Liang Wang And Ke Xu Sentenced In U.S. District Court
The United States Attorney's Office announced that during a federal court session in Helena, on June 27, 2013, before U.S. District Judge Sam E. Haddon, LIANG WANG, a 25-year-old resident of San Gabriel, California, and KE XU, a 30-year-old resident of Monterey, California, were each sentenced to a term of:
Prison: 33 months
Special Assessment: $100
Supervised Release: 3 years
They were sentenced in connection with their guilty pleas to wire fraud.
In an Offer of Proof filed by Assistant U.S. Attorney Bryan R. Whittaker, the government stated it would have proved at trial the following:
WANG, XU, and others stole credit cards and credit card account information and then used the information from the stolen credit cards to create counterfeit means of identification. The counterfeit means of identifications were then presented to merchants in Montana wherein the defendants impersonated the true credit card account holders and thereby used the credit cards to purchase gift cards and other merchandise without authorization.
On July 28, 2012, WANG rented an automobile in Alhambra, California. WANG, XU, and others then drove from California to Montana to commit their fraud. Upon reaching Helena on July 29, 2012, WANG, XU, and their co-conspirators entered local merchants such as Home Depot, Albertsons stores, Macy's Department Store, Target, Walmart, Staples, and Office Depot to make purchases with the counterfeit credit cards. Most of the items purchased by WANG, XU, and their co-conspirators were gift cards. The gift cards varied in value ranging from approximately $200, $500, $1,000, $1,500, to $1,800 in value.

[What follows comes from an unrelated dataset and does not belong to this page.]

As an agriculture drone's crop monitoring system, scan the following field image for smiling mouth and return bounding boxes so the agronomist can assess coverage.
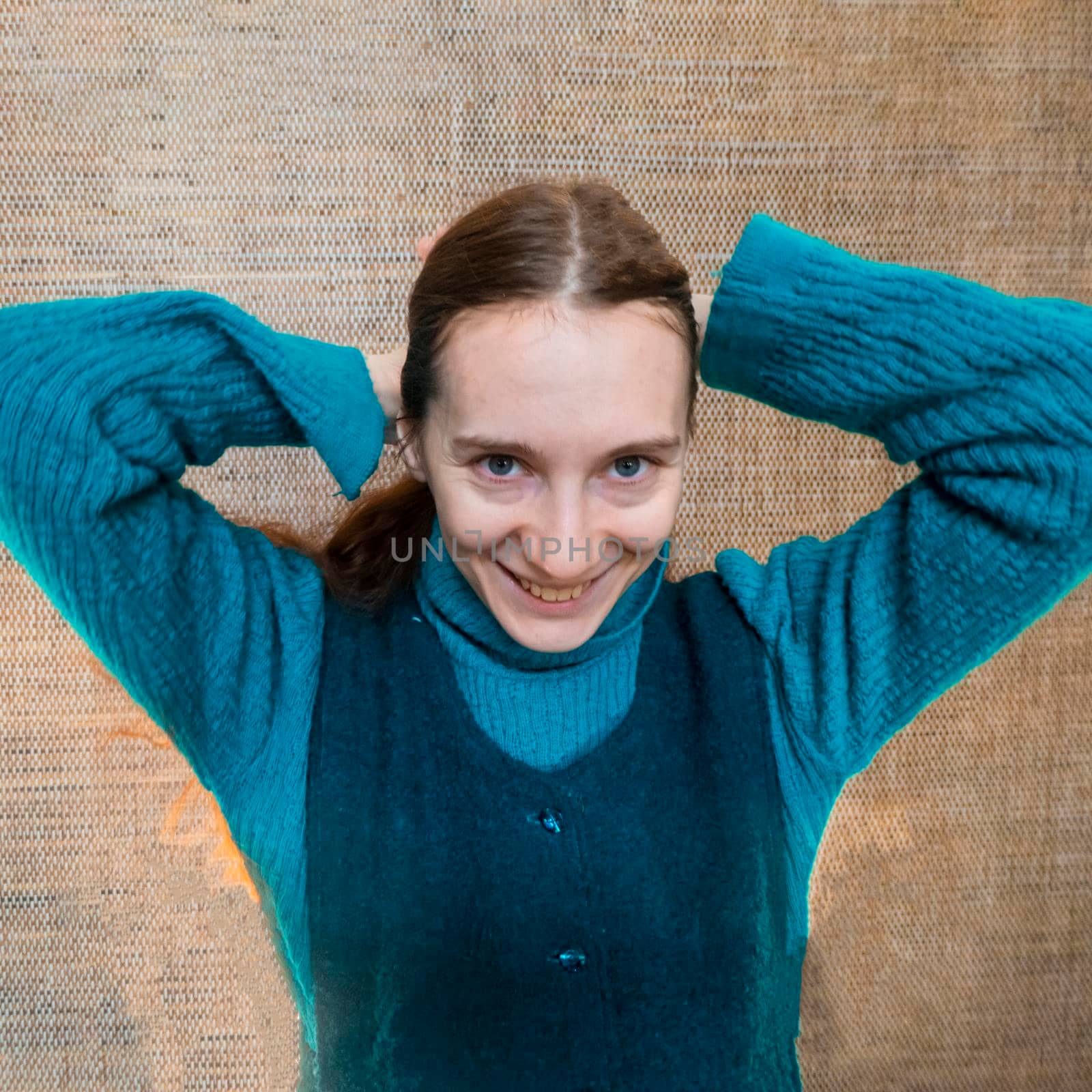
[497,561,603,603]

WANG, XU, and their co-conspirators charged merchandise and goods on the victims' credit accounts until the account reached its credit limit. They then discarded the counterfeit credit cards. Some of these discarded cards were later found in trash.

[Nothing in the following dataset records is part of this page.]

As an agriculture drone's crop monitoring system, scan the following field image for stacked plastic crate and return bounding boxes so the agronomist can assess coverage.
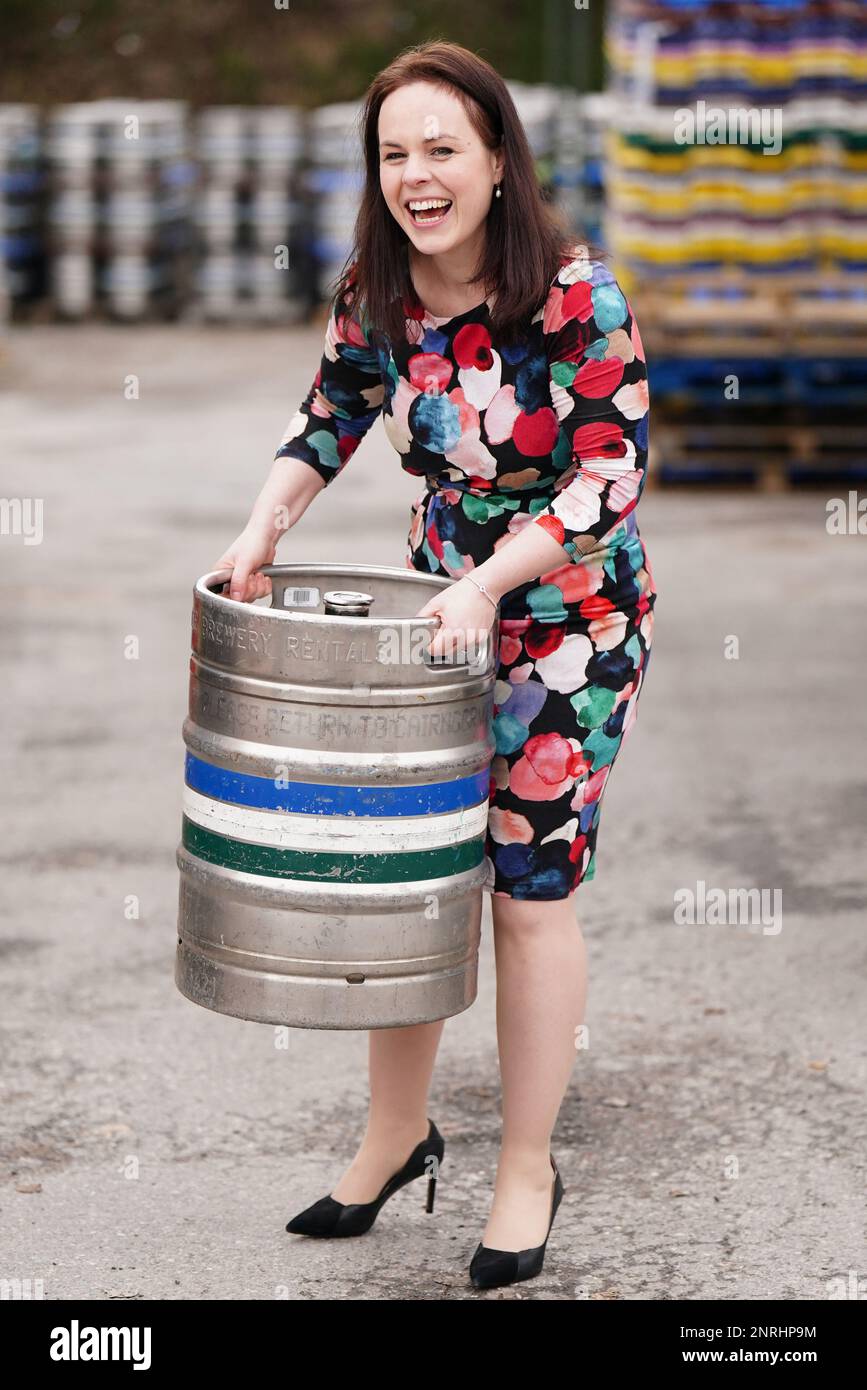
[193,106,308,322]
[553,89,617,245]
[606,0,867,487]
[0,103,44,320]
[46,100,193,320]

After making all their purchases in Helena, WANG, XU, and their co-conspirators traveled that same day to Butte and/or Bozeman where they continued their fraudulent scheme. Evidence would have shown that the total value of the goods and merchandise purchased by members of the conspiracy using the counterfeit credit cards on July 29th totaled over $76,000.
In total, members of the conspiracy possessed and used more than 50 different means of identification to carry out their fraud scheme.
Because there is no parole in the federal system, the "truth in sentencing" guidelines mandate that they will likely serve all of the time imposed by the court. In the federal system, they do have the opportunity to earn a sentence reduction for "good behavior." However, this reduction will not exceed 15% of the overall sentence.
The investigation was conducted by the Federal Bureau of Investigation.